After the death of his father, Alan's (Zach Galifianakis) friends and family stage an intervention. He's been off his meds for a while and needs help. While driving him to a care facility, The Wolfpack is attacked and kidnapped by a mob boss (John Goodman), who wants them to track down Chow. Chow has stolen a large amount of gold from him, and thinks The Wolfpack are the only ones that can find him. Why a mob boss would force these doofuses to track Chow down instead of using his own henchmen is beyond me, but whatever.
The Wolfpack spends the rest of the film catching up to Chow. They don't even end up in Vegas until almost the very end.
The most disappointing aspect of Part III was the lack of humor. Sure, there are a few chuckles here and there, but otherwise, there just isn't that much to laugh at. It's more of a action movie, with a few comic elements thrown in. Many of the biggest laughs in the movie come from longer versions of what you've already seen in the trailer. So, if you really love that scene where Zach Galifianakis is singing at the funeral, or when he cries at his intervention, you can look forward much longer versions of those. The giraffe scene played out a little differently than I expected though, and that was probably the biggest laugh of the movie for me. Unfortunately, that was the opening scene of the film. I've always said that hallmark of a good comedy is quotability, and this definitely lacks that. It's actually pretty forgettable.
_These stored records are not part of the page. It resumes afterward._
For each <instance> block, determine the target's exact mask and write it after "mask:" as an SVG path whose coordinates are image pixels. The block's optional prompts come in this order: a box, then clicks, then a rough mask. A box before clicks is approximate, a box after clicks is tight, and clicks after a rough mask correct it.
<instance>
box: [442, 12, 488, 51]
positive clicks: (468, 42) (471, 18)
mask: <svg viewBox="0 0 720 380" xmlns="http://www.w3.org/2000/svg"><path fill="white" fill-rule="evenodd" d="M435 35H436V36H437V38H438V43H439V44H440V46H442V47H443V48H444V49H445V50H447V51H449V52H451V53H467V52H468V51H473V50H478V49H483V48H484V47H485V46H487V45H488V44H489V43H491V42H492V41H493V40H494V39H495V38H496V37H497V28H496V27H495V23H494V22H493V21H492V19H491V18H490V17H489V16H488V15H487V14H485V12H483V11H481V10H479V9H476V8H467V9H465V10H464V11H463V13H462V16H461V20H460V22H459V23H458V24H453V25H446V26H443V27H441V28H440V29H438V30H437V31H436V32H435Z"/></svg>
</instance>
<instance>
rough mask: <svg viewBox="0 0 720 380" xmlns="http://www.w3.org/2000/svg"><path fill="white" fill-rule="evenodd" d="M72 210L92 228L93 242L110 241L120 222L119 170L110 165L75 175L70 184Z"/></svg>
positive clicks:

The rest of the film is Alan saying weird stuff, and Stu (Ed Helms) and Phil (Bradley Cooper) reacting to either him or Chow's antics. This leads to another big problem I had, which is after three films you can only conclude that Alan really is an awful person. Granted, he's mentally ill, but there's no reason for these guys to be friends with him. There's a scene of him involving a kid that I found a little disgusting and not in a raunchy way. It just illustrated to me what a terrible person Alan is. Don't get me wrong, awful characters sometimes make for the best comedy, but the schtick has gotten old.
I don't know why director Todd Phillips, who also co-wrote with Part II writer Craig Mazin, didn't bring back the original writers of The Hangover (Jon Lucas and Scott Moore) to give this film the energy it desperately needed. It's clear they didn't know what to do with these characters, and the script desperately needed some punch up.
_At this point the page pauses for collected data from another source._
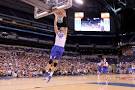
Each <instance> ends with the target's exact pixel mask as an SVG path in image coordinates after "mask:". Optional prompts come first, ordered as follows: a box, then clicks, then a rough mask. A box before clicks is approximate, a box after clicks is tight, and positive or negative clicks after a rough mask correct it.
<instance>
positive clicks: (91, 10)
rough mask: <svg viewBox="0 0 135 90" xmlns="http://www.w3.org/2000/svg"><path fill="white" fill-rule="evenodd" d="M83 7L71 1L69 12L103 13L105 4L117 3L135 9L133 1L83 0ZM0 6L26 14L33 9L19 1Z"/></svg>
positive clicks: (12, 1) (30, 6)
mask: <svg viewBox="0 0 135 90" xmlns="http://www.w3.org/2000/svg"><path fill="white" fill-rule="evenodd" d="M83 1H84V4H83V5H78V4H76V3H75V2H74V0H73V7H72V8H71V9H70V10H73V11H74V10H83V11H90V12H93V11H94V12H95V11H105V10H107V8H108V7H107V4H109V5H110V6H112V7H113V6H114V4H115V5H116V4H118V2H120V1H121V2H124V3H126V6H127V7H128V8H135V0H83ZM0 5H2V6H6V7H10V8H13V9H17V10H21V11H25V12H28V13H33V7H31V6H29V5H27V4H25V3H22V2H21V1H20V0H0Z"/></svg>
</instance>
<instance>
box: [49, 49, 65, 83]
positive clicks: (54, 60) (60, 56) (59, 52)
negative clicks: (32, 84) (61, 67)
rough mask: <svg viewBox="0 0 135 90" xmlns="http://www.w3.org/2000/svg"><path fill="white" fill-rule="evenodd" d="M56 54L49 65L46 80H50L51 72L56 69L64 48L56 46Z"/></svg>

Most of original cast returns, along with a few cameos. Forgotten member of The Wolfpack, Justin Bartha, once again is barely in it. Poor guy, he never gets to have any of the fun. Then again, maybe it's better that that nobody will remember his involvement in this series.
There's a short scene after the credits start (which actually was kind of funny and makes you wish the movie would have followed that story more), but nothing else, so there's no need to stay to the end of the credits.
The Wolfpack disappoints again. The Hangover Part III is yet another uninspired sequel to a film I used to love. It's not so bad that it made me angry, but it's just not that funny or even entertaining. It's missing all the energy of Part I or even Part II. Part III is a movie that I have no desire to ever watch again. Hopefully, this really is the last of the series. I know you guys probably really want to see this, but save your money and wait for rental.